На них заоглядывались, кто-то подошел, взял его за локоть и потащил прочь с поляны. А, отец. Ну конечно. Он стоит посреди деревни и орет на девушку! Он, сказитель, уважаемый человек! Мон смотрела ему вслед, покусывая губу, а потом круто развернулась и побежала в сторону дома Джалар. Эркен очень надеялся, что она успеет раньше чужаков.
– Да пусти ты! – вырвал он локоть из цепких рук отца.
– Тебе пора жить своим домом, Эркен. Женись.
Эркен устал слушать это. Он ускорил шаг, передернул плечами. Ему было холодно. Холодно и страшно.
В доме отца собралось много мужчин, все они кричали, распаляясь от своих криков все больше, и Эркен никак не мог понять, что они говорят.
– Эти чужаки правы, – говорил отец, – дети Лося совсем уж обнаглели, расстроили свои дома так близко к Уткам, будто весь лес – их!
– Так, глядишь, и до нас доберутся, – поддакнул Мадран, отец Шоны. Он кипятился больше всех, хотя обычно был спокойным и рассудительным. – Они давно зарятся на наши пастбища, вспомните невестины гонки.
Все закивали, хотя Эркен, как ни напрягался, не мог вспомнить, что такого сделали дети Лося на невестиных гонках? Вроде бы все мирно и хорошо было, пока не случилась та беда с Аюром и Сату. Но при чем тут Лоси?
– Они и Щук готовы обобрать, и Уток против нас настраивают, – сказал еще кто-то, Эркен не разглядел кто. Ему стало невмоготу, и он начал пробираться к выходу.
– Куда ты? – окликнул отец. – Ты наш сказитель, ты должен все хорошо запомнить, сынок, и потом спеть, как дело было: как Лоси вздумали на нас напасть и как мы их опередили.
– Да! – завопили вдруг все, кто были в доме, даже мама с сестрой. О великая Рысь, им что, отравы какой подсыпали?
– Сядь! – рявкнул отец.
Но Тэмулгэн, который, кажется, единственный не орал и не вскакивал, сказал:
– Пусть выйдет, подышит, видишь же – плохо парню.
И Эркен вырвался на воздух. Его знобило, но в то же время он не мог дышать, будто сидел в слишком уж натопленной бане. Что это сейчас было? Они что – собираются идти драться с Домом Лося? Но зачем? Столько веков мирно жили, с чего же вдруг?

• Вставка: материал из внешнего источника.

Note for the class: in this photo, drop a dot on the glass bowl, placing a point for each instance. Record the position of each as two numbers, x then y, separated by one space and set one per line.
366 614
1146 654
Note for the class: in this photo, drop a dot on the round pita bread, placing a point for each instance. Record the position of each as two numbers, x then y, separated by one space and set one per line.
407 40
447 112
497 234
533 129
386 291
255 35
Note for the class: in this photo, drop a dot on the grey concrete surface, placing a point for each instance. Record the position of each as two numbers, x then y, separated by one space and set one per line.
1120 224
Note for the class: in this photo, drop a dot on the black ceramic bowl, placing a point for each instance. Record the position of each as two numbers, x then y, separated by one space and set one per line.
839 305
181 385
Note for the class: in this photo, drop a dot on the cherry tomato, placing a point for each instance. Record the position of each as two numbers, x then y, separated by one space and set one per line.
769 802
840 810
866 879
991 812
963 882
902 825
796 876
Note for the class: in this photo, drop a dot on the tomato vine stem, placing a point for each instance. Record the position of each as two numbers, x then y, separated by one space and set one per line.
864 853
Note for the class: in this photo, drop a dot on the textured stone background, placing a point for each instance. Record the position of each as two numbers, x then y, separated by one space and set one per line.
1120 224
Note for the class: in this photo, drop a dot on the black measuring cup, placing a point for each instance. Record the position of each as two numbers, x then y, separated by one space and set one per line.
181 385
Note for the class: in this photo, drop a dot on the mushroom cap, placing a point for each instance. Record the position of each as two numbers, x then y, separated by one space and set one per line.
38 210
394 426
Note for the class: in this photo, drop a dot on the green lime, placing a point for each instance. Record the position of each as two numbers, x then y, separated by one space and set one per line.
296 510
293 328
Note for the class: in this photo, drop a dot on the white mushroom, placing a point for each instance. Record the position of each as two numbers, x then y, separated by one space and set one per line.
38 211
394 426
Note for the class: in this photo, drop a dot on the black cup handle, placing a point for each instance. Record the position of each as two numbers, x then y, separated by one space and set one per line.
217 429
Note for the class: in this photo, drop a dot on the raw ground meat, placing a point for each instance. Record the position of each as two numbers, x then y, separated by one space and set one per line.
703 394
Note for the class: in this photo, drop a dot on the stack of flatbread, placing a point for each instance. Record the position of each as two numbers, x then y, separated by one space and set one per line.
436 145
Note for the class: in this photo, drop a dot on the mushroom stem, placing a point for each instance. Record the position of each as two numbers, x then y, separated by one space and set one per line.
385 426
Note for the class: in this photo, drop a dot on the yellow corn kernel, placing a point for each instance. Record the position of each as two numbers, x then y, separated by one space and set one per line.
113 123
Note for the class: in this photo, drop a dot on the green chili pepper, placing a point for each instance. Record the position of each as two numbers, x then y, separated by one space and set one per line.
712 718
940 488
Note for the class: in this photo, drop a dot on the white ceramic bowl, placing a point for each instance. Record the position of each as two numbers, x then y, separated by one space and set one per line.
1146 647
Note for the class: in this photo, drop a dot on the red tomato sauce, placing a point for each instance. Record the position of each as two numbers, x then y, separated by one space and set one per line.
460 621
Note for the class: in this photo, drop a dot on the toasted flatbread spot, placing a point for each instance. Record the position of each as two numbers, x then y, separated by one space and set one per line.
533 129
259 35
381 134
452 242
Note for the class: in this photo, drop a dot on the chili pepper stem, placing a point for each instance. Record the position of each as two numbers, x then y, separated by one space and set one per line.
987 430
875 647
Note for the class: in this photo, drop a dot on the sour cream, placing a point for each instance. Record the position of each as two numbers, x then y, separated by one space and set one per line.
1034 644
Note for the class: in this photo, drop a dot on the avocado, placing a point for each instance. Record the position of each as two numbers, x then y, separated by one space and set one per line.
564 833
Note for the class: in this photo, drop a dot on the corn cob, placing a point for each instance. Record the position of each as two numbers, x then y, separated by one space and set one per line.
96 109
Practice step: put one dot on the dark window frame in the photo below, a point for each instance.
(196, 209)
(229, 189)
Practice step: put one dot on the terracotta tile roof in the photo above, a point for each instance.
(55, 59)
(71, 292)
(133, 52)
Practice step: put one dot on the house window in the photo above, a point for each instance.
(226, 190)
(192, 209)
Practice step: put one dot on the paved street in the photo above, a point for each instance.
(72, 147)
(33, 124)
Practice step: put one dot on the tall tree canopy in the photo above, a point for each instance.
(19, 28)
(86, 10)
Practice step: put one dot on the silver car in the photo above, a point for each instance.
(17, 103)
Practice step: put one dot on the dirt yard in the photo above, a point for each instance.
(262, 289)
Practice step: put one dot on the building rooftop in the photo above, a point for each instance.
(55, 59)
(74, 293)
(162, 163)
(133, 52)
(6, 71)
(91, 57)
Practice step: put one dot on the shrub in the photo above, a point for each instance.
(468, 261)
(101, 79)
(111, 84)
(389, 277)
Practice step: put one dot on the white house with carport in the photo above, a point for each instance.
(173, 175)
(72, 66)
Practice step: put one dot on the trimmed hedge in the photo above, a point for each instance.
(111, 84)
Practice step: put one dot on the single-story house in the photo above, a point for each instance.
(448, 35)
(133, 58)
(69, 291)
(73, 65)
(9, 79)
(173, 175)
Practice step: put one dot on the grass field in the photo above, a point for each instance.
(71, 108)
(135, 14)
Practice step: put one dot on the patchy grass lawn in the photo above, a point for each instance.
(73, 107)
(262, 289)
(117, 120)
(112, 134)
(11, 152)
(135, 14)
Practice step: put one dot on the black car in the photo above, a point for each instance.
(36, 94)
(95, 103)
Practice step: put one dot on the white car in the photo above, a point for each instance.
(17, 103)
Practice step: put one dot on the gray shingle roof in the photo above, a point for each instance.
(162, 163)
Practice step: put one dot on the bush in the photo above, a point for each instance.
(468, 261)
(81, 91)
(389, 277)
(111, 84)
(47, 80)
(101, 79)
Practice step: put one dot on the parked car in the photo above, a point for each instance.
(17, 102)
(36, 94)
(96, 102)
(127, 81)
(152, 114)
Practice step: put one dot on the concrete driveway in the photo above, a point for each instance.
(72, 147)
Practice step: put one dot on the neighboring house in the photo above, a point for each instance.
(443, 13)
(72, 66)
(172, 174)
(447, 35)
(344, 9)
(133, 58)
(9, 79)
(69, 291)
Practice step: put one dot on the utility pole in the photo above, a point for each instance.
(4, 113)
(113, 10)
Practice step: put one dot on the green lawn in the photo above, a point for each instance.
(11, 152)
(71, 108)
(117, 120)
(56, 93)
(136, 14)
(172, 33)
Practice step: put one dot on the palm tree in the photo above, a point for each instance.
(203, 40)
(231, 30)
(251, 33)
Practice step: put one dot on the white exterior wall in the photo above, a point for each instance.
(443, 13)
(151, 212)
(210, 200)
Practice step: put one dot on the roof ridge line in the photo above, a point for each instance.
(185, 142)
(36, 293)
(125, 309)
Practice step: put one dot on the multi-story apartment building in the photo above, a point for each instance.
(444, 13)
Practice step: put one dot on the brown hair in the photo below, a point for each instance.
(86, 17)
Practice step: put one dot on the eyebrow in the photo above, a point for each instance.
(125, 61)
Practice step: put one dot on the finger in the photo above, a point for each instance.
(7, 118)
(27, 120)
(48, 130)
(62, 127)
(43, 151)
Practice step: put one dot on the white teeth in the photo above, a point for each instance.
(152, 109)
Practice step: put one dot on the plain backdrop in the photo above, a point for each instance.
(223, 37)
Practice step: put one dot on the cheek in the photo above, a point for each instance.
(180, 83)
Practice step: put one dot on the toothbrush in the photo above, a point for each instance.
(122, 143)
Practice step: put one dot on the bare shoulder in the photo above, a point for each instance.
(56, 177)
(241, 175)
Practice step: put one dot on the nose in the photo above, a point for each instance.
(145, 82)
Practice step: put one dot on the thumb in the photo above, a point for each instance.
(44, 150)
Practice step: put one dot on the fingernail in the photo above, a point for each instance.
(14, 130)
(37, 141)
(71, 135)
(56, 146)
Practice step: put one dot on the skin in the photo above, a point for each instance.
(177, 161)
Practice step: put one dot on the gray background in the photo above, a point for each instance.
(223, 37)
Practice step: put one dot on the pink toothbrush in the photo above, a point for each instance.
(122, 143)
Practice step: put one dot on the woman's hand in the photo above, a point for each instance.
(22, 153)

Эркен подошел к скамейке, сел. Ногой почувствовал что-то под ней, нагнулся – сломанный тавур. Да, он же сам бросил его сюда. Эти пришлые… они убьют Джалар. Они ведь так и сказали: «Убьем каждого, кто будет ей помогать, говорить о ней, вспоминать». Но как он может забыть? Он надеялся, люди, что пришли к ним в дом, будут думать, как избавиться от чужаков, будут думать, как помочь дочери Тэмулгэна, но они несли какую-то чушь, даже в голову не влезает, так это все нелепо и дико.
В доме кричали все громче, все яростнее. Дверь скрипнула, и на крыльцо выскочил Тэмулгэн. Он подошел и сел рядом. Эркен решил проверить: все-таки слова – его сила, он не мог не понять, даже если говорят чужаки.
– Зачем им Джалар?
– Что?
– Чужаки. Они говорили, что заберут Джалар и чтобы мы не искали ее, не вспоминали о ней, чтобы мы забыли. Что она – причина всех наших бед.
– Ты что, парень? Забродившей булсы опился?
– Я не пью забродившую, от нее голова мутнеет и язык заплетается. Я, может, не так понял? А вы что слышали? – спросил он осторожно. – Что дети Лося нам враги?
– Я не знаю, кто сказал этот бред и кто его услышал, но хоть ты-то не повторяй, Эркен! – вспыхнул Тэмулгэн, и Эркен облегченно выдохнул. Значит, он не сумасшедший. Но что же тогда происходит?